Three years after Lehman Brothers, have we learned anything?

September 15 marks the three-year anniversary since Lehman Brothers, the fourth largest investment bank in America, declared bankruptcy.

A global financial crisis erupted in part from the aftermath of Lehman Brothers going under, and as the world looks at recession three years later, has anything changed?

In the last three years, bank have only become more powerful and profitable, all the while a double dip recession might still be on the horizon. What’s most dangerous, perhaps, is how exposed the markets are to such an extreme risk.

“American banks arguably have somewhat less leverage than they did in 2008,” Karl Denninger of the Markiet Ticket told RT. He added, however, that today they’e “also become better at hiding the risk.”
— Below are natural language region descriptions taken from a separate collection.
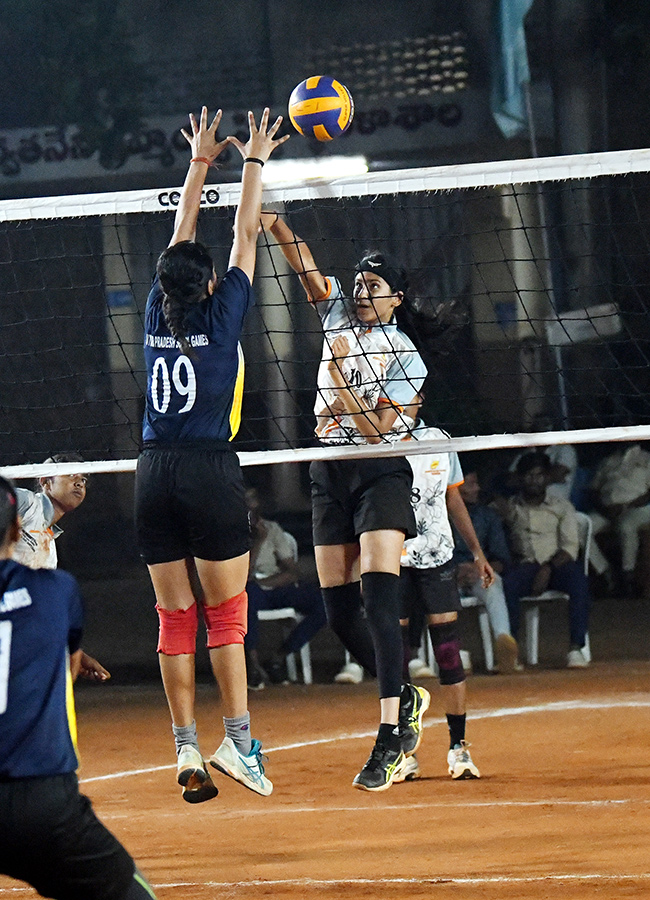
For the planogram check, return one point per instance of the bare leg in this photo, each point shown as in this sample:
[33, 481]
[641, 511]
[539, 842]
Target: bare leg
[229, 668]
[173, 591]
[178, 680]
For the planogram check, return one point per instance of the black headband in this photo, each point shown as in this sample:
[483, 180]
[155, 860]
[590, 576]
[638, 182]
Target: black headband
[379, 265]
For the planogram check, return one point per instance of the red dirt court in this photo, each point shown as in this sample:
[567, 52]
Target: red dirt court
[562, 809]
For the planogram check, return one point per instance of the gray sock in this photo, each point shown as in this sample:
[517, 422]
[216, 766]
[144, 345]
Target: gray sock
[239, 731]
[185, 734]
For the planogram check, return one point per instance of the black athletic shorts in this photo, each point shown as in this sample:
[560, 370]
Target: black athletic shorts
[352, 496]
[51, 838]
[190, 501]
[434, 590]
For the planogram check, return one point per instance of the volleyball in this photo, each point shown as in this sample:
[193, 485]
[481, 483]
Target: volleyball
[321, 107]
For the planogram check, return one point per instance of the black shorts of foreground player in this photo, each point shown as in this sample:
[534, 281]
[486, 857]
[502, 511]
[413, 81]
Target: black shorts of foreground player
[191, 515]
[369, 372]
[49, 835]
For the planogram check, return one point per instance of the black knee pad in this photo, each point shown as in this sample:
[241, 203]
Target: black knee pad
[342, 604]
[446, 649]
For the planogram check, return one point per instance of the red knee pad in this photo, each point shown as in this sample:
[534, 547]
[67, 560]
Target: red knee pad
[177, 632]
[226, 623]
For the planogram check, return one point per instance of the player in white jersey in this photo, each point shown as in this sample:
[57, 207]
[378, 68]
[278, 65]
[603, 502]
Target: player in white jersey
[429, 575]
[361, 508]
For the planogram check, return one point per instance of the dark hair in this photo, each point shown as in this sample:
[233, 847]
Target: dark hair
[420, 327]
[184, 271]
[531, 460]
[8, 507]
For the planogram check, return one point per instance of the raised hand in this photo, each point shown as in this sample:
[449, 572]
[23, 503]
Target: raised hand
[203, 139]
[261, 142]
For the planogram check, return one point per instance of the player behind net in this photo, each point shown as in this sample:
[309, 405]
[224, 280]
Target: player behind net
[370, 370]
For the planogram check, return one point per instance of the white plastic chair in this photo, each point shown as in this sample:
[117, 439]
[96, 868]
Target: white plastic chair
[531, 615]
[289, 614]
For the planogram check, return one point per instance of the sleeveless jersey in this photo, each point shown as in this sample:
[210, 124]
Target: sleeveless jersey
[383, 364]
[40, 624]
[198, 396]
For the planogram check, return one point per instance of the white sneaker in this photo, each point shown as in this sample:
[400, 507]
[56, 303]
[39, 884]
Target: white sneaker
[352, 673]
[193, 776]
[247, 770]
[460, 762]
[576, 660]
[419, 669]
[409, 771]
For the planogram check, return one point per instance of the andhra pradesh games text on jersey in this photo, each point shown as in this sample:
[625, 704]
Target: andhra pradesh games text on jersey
[198, 395]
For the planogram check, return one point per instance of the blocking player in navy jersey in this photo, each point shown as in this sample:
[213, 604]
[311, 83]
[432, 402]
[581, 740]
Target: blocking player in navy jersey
[370, 370]
[189, 492]
[49, 835]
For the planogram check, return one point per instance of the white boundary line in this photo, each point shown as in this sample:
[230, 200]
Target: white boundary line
[429, 880]
[503, 712]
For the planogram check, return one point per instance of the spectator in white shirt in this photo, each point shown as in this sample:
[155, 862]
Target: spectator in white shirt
[621, 493]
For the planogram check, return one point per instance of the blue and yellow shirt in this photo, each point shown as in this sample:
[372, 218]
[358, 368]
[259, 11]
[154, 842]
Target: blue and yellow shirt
[40, 626]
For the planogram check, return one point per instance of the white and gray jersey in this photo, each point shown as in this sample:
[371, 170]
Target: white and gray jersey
[383, 364]
[433, 475]
[36, 547]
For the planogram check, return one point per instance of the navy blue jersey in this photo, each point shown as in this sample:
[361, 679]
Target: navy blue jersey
[40, 623]
[198, 396]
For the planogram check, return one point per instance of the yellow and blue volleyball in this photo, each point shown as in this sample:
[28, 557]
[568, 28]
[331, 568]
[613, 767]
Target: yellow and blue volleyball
[321, 107]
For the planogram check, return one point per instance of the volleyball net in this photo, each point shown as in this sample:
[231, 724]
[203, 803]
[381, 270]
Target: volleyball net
[533, 273]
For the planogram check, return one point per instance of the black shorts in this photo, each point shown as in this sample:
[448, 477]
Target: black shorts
[352, 496]
[51, 838]
[434, 590]
[190, 501]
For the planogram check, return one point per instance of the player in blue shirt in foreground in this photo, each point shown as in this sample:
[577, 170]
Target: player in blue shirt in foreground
[49, 835]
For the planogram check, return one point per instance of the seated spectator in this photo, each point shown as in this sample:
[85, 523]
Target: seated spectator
[491, 536]
[621, 496]
[273, 583]
[544, 540]
[563, 459]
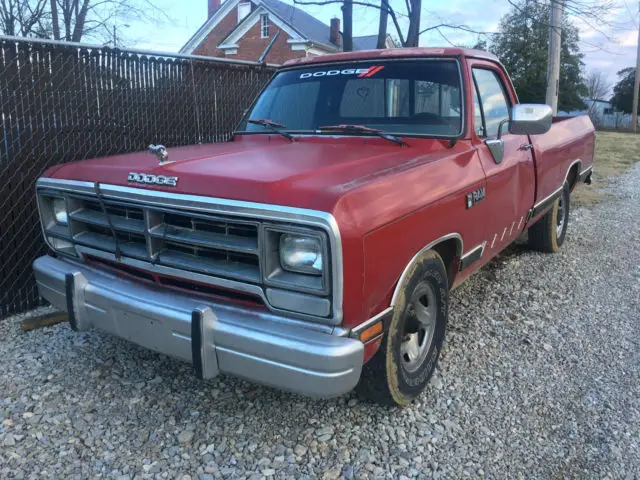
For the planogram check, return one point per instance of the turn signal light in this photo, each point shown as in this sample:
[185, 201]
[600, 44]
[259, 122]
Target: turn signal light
[371, 332]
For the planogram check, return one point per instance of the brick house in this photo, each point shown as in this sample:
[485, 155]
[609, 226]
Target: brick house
[242, 29]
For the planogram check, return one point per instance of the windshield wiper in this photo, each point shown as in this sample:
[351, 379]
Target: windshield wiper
[272, 126]
[362, 129]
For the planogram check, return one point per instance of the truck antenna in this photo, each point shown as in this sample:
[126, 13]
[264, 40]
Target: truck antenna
[268, 48]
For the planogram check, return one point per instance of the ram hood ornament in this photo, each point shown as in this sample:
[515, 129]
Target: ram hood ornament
[161, 153]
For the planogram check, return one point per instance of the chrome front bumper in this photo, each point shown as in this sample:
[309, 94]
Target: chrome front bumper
[215, 337]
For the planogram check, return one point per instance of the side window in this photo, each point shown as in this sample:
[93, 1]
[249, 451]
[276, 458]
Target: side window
[478, 123]
[495, 105]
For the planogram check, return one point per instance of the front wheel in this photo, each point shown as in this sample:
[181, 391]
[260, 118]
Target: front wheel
[548, 233]
[409, 352]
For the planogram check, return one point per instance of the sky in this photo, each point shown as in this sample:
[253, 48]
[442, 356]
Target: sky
[608, 46]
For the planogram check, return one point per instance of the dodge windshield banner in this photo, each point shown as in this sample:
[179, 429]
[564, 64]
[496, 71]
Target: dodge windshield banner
[360, 72]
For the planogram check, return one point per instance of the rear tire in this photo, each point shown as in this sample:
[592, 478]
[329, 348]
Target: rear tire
[547, 234]
[408, 354]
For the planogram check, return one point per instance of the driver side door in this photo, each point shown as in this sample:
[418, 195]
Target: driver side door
[507, 161]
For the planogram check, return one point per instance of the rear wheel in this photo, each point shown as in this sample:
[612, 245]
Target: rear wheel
[409, 352]
[548, 233]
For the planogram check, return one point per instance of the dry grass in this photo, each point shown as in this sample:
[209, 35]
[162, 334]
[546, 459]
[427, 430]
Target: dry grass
[615, 153]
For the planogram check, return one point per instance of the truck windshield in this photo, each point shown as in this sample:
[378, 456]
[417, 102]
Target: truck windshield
[401, 97]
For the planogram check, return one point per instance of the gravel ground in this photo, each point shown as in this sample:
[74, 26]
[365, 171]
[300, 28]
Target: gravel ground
[540, 378]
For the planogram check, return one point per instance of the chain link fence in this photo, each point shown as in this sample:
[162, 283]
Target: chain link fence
[66, 102]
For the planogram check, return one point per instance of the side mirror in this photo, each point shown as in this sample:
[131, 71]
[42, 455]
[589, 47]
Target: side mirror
[530, 119]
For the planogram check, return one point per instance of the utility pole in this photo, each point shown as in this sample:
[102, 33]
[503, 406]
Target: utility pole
[636, 85]
[553, 61]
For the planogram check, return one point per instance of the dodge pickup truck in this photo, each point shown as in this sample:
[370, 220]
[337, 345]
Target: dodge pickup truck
[316, 250]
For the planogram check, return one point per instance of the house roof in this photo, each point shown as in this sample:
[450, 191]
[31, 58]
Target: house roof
[309, 27]
[305, 25]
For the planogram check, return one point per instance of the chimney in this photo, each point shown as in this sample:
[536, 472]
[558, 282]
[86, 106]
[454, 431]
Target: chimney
[334, 31]
[213, 6]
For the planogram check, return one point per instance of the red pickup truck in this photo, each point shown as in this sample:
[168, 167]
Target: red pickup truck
[316, 250]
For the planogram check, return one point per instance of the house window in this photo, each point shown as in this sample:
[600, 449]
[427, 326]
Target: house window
[244, 9]
[264, 25]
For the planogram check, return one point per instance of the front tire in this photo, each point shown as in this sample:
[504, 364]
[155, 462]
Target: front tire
[408, 354]
[547, 234]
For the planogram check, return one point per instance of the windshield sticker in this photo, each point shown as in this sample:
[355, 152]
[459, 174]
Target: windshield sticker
[370, 72]
[360, 72]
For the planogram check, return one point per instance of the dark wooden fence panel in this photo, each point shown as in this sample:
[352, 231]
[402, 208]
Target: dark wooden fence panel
[66, 102]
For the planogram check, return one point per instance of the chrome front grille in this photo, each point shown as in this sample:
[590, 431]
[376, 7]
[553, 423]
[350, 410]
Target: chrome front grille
[209, 244]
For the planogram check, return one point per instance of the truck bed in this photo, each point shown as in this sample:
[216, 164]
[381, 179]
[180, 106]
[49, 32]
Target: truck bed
[570, 140]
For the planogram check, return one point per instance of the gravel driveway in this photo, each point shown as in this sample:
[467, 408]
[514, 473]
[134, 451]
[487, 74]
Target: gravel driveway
[540, 377]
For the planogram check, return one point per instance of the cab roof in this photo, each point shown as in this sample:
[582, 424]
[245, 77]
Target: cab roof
[392, 53]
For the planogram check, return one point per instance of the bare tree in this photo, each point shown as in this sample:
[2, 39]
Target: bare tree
[23, 18]
[73, 20]
[407, 39]
[598, 85]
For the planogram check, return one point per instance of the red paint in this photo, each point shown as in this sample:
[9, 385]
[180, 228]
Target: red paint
[388, 201]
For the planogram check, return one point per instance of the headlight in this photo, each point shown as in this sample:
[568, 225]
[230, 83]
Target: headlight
[301, 254]
[60, 211]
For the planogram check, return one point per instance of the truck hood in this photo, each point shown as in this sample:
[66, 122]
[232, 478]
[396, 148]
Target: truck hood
[312, 172]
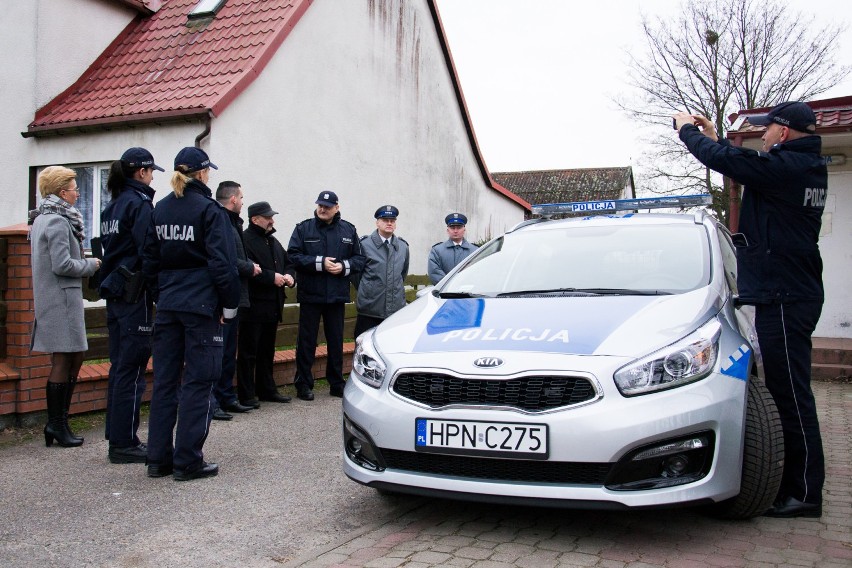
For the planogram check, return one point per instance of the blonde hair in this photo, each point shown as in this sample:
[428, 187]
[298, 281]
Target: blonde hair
[54, 179]
[180, 179]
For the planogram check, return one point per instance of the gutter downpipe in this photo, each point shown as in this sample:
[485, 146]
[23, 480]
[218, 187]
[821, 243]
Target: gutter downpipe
[734, 191]
[208, 120]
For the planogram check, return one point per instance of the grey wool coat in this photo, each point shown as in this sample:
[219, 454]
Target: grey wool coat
[58, 271]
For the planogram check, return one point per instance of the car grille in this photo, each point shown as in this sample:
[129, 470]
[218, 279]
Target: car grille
[533, 394]
[532, 471]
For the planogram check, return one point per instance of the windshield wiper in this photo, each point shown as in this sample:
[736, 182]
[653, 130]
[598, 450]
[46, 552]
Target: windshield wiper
[461, 295]
[585, 292]
[572, 291]
[625, 292]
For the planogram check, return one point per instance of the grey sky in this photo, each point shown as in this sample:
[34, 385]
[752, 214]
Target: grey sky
[539, 75]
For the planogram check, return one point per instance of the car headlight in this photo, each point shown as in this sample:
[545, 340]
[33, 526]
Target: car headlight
[366, 362]
[688, 360]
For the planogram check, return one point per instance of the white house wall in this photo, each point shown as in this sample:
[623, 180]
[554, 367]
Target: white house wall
[359, 100]
[45, 45]
[835, 245]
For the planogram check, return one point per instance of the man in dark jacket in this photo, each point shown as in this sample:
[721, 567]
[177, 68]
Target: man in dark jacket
[229, 194]
[780, 272]
[327, 254]
[259, 322]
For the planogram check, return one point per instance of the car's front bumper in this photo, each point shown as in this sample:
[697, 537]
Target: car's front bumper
[592, 437]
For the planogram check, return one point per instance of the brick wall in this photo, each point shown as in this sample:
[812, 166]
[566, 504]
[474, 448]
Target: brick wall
[23, 374]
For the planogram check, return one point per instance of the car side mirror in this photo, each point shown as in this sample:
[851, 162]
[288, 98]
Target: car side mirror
[424, 291]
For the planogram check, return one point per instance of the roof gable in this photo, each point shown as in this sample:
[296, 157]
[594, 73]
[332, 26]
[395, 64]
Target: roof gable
[163, 67]
[565, 186]
[833, 115]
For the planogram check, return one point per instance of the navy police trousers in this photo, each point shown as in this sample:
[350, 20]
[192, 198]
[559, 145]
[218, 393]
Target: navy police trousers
[784, 333]
[130, 327]
[309, 317]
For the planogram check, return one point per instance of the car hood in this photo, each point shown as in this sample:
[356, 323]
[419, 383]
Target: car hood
[628, 326]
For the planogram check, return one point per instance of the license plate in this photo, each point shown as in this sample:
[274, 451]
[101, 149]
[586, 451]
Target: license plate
[473, 437]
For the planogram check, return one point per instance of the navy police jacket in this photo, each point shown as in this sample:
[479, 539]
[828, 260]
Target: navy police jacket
[778, 259]
[124, 224]
[311, 242]
[191, 255]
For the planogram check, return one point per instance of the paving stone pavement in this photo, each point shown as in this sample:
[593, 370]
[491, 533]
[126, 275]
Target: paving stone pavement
[453, 534]
[281, 500]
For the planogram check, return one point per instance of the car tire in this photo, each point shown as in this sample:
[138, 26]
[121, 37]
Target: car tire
[763, 457]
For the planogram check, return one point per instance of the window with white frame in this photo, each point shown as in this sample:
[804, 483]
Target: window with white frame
[94, 196]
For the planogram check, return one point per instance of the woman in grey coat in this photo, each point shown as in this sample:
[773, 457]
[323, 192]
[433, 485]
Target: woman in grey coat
[58, 269]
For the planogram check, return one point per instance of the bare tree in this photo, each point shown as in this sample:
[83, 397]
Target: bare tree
[717, 57]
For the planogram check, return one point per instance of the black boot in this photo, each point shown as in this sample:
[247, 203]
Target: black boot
[57, 424]
[72, 382]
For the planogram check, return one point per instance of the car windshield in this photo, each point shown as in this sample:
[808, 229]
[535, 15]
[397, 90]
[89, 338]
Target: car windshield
[581, 259]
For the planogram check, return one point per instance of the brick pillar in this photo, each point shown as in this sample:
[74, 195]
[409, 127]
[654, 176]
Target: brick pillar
[22, 375]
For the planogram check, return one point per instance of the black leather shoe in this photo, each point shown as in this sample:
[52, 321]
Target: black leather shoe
[206, 470]
[276, 397]
[221, 415]
[237, 407]
[788, 508]
[159, 469]
[133, 454]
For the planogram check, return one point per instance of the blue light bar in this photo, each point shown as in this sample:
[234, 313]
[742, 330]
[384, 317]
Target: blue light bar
[611, 206]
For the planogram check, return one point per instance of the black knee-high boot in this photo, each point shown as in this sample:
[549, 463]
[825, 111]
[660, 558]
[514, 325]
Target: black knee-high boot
[57, 425]
[72, 382]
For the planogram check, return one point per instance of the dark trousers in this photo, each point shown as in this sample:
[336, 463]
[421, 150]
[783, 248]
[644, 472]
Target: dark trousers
[784, 333]
[254, 361]
[363, 323]
[129, 327]
[309, 317]
[223, 392]
[187, 364]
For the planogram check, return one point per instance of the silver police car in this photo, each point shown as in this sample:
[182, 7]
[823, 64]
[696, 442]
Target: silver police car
[594, 362]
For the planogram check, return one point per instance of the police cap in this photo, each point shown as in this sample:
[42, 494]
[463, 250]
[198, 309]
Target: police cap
[387, 212]
[455, 219]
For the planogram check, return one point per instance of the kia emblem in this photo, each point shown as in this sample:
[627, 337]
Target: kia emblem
[488, 362]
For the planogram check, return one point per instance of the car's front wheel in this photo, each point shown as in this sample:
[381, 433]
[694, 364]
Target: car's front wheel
[763, 457]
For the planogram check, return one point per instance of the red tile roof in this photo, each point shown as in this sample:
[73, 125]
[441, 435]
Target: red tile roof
[163, 67]
[564, 186]
[833, 115]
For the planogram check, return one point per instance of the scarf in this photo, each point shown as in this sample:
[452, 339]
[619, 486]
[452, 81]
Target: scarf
[58, 206]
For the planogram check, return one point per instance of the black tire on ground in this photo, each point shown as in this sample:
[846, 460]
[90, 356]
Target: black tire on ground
[763, 457]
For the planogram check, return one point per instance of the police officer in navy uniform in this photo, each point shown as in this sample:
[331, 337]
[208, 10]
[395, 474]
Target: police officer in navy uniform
[327, 253]
[191, 257]
[446, 255]
[780, 272]
[229, 194]
[124, 224]
[381, 285]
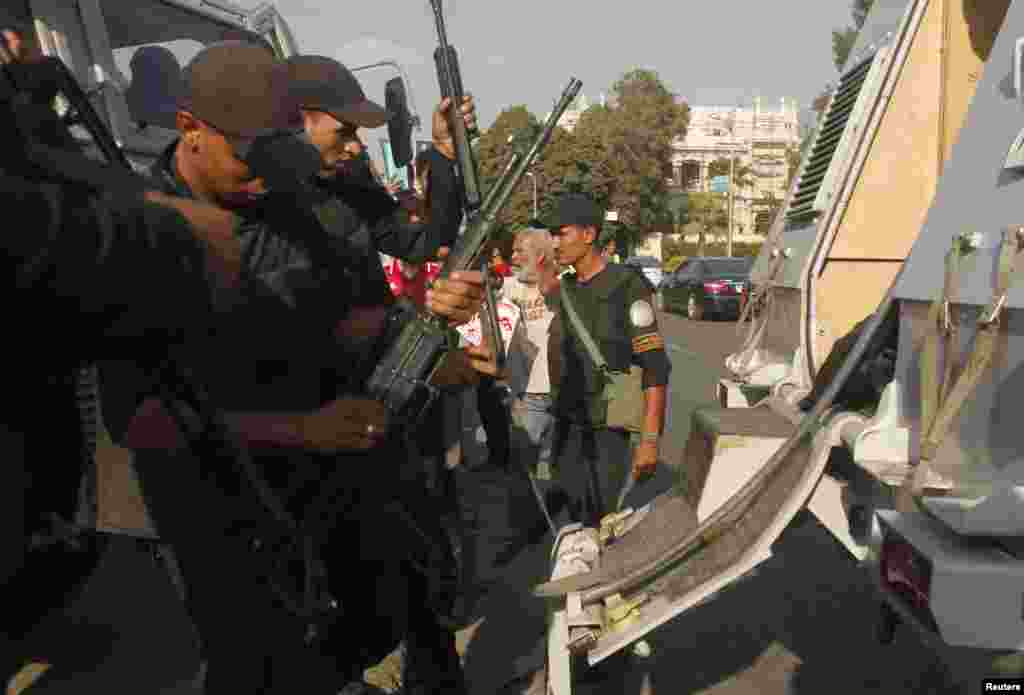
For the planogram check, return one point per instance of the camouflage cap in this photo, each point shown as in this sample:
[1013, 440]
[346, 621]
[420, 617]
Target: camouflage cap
[324, 84]
[241, 90]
One investment banker in London lost $2 billion this week over insider trading while working for UBS. Why hasn’t anything been restricted or has the world not learned from the collapse of Lehman?

“I’m not surprised that it occurred,” said Denninger. “I am surprised that after 2008 and Lehman Brothers that we still have sinstitutions that cannot manage to handle fundament and basic risk controls,” he added.

Even still, said Denninger, spending left and right across the globe makes the risk of a double dip recession higher and higher yet the world will once again be unaware of what dire times are to come.

“Eventually you get to the point where you have no cash flow,” said Denninger, “and when the lights go out, everyone’s exposed of what they’ve been doing.”

And what have they been doing? Spending, spending, spending.

If that continues, economists predict that the debt will only get bigger. “If we double the debt, how are we going to make the payments?” asked Denninger.

Maybe banks should ask the Lehman Brothers to find out.